Production by Abner Accom & Daniel Tucker

We embark with chokka (squid) fishermen from Port Elizabeth on their first fishing trip of the winter 2017 fishing season. Faced with serious environmental pressures and only working on commission they each have to catch enough of the elusive squid on this trip to support their families for the off-season. Each trip is a competitive gamble for their livelihoods. We meet Abel Goliath and Vakele Jams Maxwele and the crew of the Jamie Jay as they head out to sea with big hopes for the trip to encounter all kinds of trials and challenges.

ELSA Moot Court 2017


ELSA Moot Court Competition is a simulation of the world trade organization (WTO) dispute settlement system. The European Law Students Association (ELSA), held a Moot Court competition in the African region at Rhodes University in March 2017. It is here that the winning teams of the African regional round had the opportunity to advance to Geneva, Switzerland to compete against other winning teams from around the world.

Report by : Abner Accom, Catharina Andersen, Tess Miles, Thingo Mthombeni, Collette Prince & Dan Tucker

The Science of Perseverance


A heartfelt film about a young learner from the Gadra Matric School who is trying to improve her marks. Shulamite Mswela tells how she moved from her hometown in Port Alfred to Grahamstown, in the hopes of being the first scientist in her family. With the guidance from distinguished professor Dr Shivani Mishra from the University of South Africa, Shulamite learns that the academic journey is not that easy. Dr Mishra allows the viewer to see how human she truly is, as she voices her failures and upheavals. Like Shulamite, Dr Mishra had to assimilate into a new environment and make sacrifices. She has achieved countless accolades, whilst learning from her failures and never giving up. Shulamite and Dr Mishra’s paths meet and they share their stories of overcoming failure and perseverance.

Production by Daniel Tucker & Collette Prince

Ulwazi Lwakdala – Indigenous knowledge in Science


A short film about integrating indigenous knowledge alongside classroom science in Grahamstown, South Africa. It focuses on a research project started by Maren Seehawer and 5 local teachers aiming to discover how indigenous knowledge can inspire better learning, improve student contribution and make science more relatable. Through the experience of a school learner at Tantyi Primary School this film shows that indigenous knowledge has made a positive impact on his life and future career endeavors. It is an exploration of bringing two worlds, home and science, together.

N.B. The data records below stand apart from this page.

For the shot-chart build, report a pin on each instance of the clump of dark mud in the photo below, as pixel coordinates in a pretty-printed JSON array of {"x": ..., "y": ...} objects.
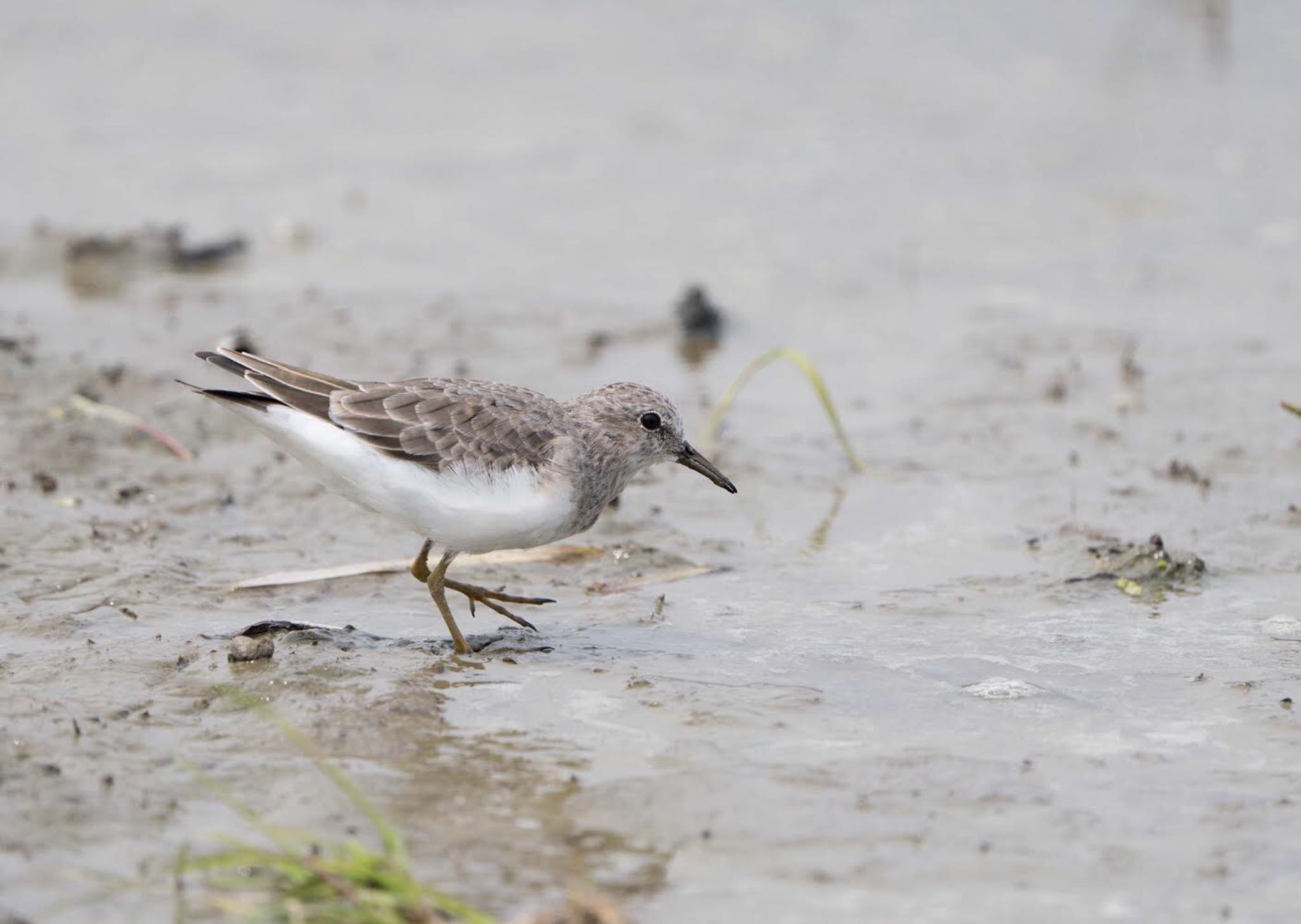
[
  {"x": 1145, "y": 570},
  {"x": 700, "y": 326}
]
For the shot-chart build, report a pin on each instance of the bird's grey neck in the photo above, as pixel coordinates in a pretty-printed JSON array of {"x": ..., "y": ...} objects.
[{"x": 605, "y": 474}]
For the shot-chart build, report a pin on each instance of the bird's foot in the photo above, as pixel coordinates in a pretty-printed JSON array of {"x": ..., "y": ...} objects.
[{"x": 494, "y": 600}]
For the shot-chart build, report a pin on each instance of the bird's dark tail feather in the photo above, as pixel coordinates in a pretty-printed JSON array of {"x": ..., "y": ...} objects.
[{"x": 254, "y": 400}]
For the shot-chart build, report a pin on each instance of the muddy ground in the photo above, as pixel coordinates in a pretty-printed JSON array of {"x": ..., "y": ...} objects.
[{"x": 1039, "y": 258}]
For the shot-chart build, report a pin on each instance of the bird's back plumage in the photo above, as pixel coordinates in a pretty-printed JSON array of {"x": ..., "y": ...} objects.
[{"x": 455, "y": 460}]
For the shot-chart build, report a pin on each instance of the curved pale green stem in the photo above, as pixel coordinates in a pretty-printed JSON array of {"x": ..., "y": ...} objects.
[{"x": 815, "y": 379}]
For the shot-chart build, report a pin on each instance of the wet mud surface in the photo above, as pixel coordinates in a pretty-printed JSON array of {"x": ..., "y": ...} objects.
[{"x": 1049, "y": 271}]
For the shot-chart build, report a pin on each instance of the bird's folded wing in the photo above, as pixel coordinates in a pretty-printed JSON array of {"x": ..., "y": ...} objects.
[
  {"x": 448, "y": 422},
  {"x": 434, "y": 422}
]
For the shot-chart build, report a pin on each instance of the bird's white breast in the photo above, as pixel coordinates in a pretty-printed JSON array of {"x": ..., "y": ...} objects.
[{"x": 459, "y": 508}]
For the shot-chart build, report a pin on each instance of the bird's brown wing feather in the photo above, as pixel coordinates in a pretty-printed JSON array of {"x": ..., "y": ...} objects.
[{"x": 434, "y": 422}]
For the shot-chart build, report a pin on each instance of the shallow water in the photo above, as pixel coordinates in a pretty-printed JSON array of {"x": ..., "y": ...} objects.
[{"x": 891, "y": 704}]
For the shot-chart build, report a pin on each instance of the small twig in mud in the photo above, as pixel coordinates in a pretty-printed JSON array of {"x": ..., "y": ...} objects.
[
  {"x": 815, "y": 379},
  {"x": 97, "y": 409},
  {"x": 605, "y": 587},
  {"x": 555, "y": 555}
]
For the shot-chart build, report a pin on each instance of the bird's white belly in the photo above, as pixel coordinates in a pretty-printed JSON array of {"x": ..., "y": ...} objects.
[{"x": 459, "y": 509}]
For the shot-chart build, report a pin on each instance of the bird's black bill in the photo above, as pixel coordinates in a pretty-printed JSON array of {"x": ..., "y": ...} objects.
[{"x": 698, "y": 462}]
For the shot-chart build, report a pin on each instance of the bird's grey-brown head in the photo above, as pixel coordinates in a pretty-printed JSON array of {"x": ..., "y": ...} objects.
[{"x": 639, "y": 427}]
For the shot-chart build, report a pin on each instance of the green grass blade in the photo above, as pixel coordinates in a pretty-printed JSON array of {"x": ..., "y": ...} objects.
[{"x": 815, "y": 379}]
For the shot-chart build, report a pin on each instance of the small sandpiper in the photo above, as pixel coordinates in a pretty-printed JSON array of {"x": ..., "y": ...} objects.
[{"x": 473, "y": 466}]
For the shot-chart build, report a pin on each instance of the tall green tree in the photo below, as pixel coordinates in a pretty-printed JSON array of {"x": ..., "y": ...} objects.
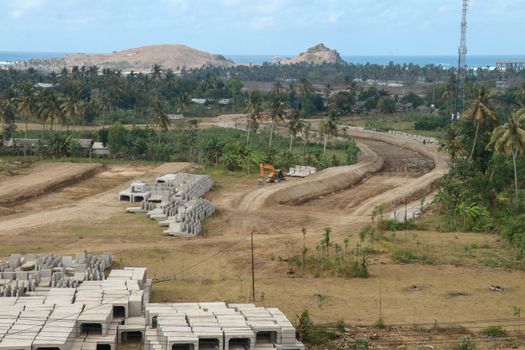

The film begins with an avid learner, Lithe-tha, who was first introduced to indigenous knowledge in the classroom at Tantyi Primary school in 2015. His teacher, Mr Nuntsu demonstrates to us how he builds the bridges between knowledge at home and knowledge at school. A fundamental role in this knowledge project is encouraging students to bring back knowledge from their elders, parents and siblings on indigenous knowledge. Furthermore, we meet Nomzi who offers insight on indigenous practices and cultural values and why they are important. Later we meet Maren, PHD student, a member of the research project. She speaks on how indigenous knowledges can serve as a tool which not only offers alternatives to western science but also allow for a practical and relatable take on education. Lastly, Lithe-tha reveals the potential in integrating indigenous knowledge alongside classroom science. He inspires a hope in bringing about a change in the South African science curriculum.

Report by Tess Miles, Thingo Mthombeni

Hydrogen: is it the answer to our energy crisis?


This story is about hydrogen and whether or not it is a reliable renewable energy source. It is a film that creates awareness about the importance of renewable energy. The film features two scientists, Dr Henrietta Langmi who specializes in hydrogen and Dr Garth Cambray who specializes in biotechnology. On the one hand Dr Langmi speaks positively about hydrogen as a renewable source of enrgy and on the other hand, Dr Cambray counter argues this view. However, they both agree that in order for hydrogen to be a good renewable source of energy a lot of work still needs to be done.